Download parquet exports from Neynar and import them into a Postgres database.
Credentials for downloading the parquet files are currently handed out manually. Reach out to us if you'd like to try it out!
The script will load a "full" export once at the start. Once the backfill of the "full" export is complete, it will start importing the "incremental" exports.
Sometimes the network is quiet and the parquet file is empty. When this happens, Neynar exports a .empty
file. We had some troubles with schema detection with actually empty .parquet
files and this was a simple solution.
The database is set up by a simple .sql
file that runs when the app starts. Theres so many ways to do migrations and I didn't want to force a library on you.

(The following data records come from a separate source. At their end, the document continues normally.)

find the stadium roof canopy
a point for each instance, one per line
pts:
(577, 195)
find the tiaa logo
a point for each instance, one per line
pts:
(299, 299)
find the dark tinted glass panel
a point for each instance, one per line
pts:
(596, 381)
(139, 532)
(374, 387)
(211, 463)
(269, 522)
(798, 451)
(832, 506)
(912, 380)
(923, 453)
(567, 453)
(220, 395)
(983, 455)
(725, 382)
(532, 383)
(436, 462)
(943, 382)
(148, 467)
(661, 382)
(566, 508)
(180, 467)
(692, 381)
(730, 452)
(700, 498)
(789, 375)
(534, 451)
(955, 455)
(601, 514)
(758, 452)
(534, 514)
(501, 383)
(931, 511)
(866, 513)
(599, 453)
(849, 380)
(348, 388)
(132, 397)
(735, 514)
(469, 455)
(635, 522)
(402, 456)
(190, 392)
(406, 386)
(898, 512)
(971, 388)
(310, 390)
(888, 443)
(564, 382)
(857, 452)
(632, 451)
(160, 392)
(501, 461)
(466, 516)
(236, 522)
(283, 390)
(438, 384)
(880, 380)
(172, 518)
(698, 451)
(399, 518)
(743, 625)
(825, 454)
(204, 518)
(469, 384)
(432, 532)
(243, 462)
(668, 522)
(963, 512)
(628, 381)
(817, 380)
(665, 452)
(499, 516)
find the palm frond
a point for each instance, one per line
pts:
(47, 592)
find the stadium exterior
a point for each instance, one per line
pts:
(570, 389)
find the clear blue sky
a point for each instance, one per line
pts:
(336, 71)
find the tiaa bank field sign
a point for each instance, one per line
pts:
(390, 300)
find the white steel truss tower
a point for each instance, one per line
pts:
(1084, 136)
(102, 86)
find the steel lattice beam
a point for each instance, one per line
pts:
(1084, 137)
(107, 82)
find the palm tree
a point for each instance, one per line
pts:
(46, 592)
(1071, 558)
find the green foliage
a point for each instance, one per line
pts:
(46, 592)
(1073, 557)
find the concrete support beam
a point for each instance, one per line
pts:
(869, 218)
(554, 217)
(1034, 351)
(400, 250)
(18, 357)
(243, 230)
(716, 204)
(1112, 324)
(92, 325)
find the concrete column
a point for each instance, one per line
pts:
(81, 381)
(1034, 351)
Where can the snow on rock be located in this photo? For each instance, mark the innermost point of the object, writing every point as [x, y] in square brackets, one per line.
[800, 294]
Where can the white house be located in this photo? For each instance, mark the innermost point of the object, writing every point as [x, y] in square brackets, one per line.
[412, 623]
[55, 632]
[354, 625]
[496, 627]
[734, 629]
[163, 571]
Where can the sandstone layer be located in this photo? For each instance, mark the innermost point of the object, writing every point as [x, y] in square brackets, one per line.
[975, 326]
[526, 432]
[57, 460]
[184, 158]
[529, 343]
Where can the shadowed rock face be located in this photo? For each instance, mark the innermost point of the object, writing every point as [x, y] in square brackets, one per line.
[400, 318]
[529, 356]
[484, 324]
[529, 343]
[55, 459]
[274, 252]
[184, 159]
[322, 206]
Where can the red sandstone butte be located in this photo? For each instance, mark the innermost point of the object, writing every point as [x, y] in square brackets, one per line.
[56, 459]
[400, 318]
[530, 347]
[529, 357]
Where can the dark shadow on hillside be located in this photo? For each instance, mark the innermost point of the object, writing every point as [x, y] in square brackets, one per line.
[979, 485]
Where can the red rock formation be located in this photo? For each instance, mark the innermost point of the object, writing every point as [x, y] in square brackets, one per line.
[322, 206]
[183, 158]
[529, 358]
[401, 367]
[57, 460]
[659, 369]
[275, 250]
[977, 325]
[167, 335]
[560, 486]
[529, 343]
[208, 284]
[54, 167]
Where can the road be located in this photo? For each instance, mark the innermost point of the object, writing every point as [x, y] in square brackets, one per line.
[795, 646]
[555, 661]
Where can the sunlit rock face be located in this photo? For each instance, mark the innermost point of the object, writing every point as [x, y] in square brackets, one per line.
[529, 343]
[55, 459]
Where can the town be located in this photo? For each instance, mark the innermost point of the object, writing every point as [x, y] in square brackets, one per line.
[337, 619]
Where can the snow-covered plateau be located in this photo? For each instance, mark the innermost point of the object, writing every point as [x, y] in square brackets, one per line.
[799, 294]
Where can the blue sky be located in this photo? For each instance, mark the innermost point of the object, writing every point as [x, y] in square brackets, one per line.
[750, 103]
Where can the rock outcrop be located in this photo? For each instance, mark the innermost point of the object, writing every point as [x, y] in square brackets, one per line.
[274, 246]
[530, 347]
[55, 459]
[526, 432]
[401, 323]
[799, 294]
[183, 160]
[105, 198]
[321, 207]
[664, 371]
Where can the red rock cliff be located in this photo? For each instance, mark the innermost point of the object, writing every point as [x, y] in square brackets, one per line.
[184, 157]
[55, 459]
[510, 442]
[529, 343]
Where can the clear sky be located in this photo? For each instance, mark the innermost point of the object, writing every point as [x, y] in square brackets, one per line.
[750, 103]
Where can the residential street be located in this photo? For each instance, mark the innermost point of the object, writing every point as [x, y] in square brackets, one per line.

Copy the example configuration:
cp env.example .env
Edit the config to include the TABLES that you want, your DATABASE_URI, and your AWS credentials:
open -t .env
Run a postgres and the app inside of docker:
docker compose up --build -d
NOTE: Older systems might use docker-compose
instead of docker compose
Stop the docker version of the app:
docker compose stop app
Set up the python environment:
python3.12 -m .venv venv
. .venv/bin/activate
pip install -U pip
pip install --use-pep517 -r requirements.txt -e . ruff pip-tools
Edit your configuration. The database host/port will probably need to go to "localhost:15432" instead of "postgres:5432":
open -t .env
Run the app:
INTERACTIVE_DEBUG=true python -m neynar_parquet_importer.main
NOTE: INTERACTIVE_DEBUG makes python open a shell if an exception happens. This can be useful for debugging but shouldn't be used in production.
Lint your code:
ruff neynar_parquet_importer
Upgrade dependencies:
pip-compile -U setup.py
pip install --use-pep517 -r requirements.txt -e .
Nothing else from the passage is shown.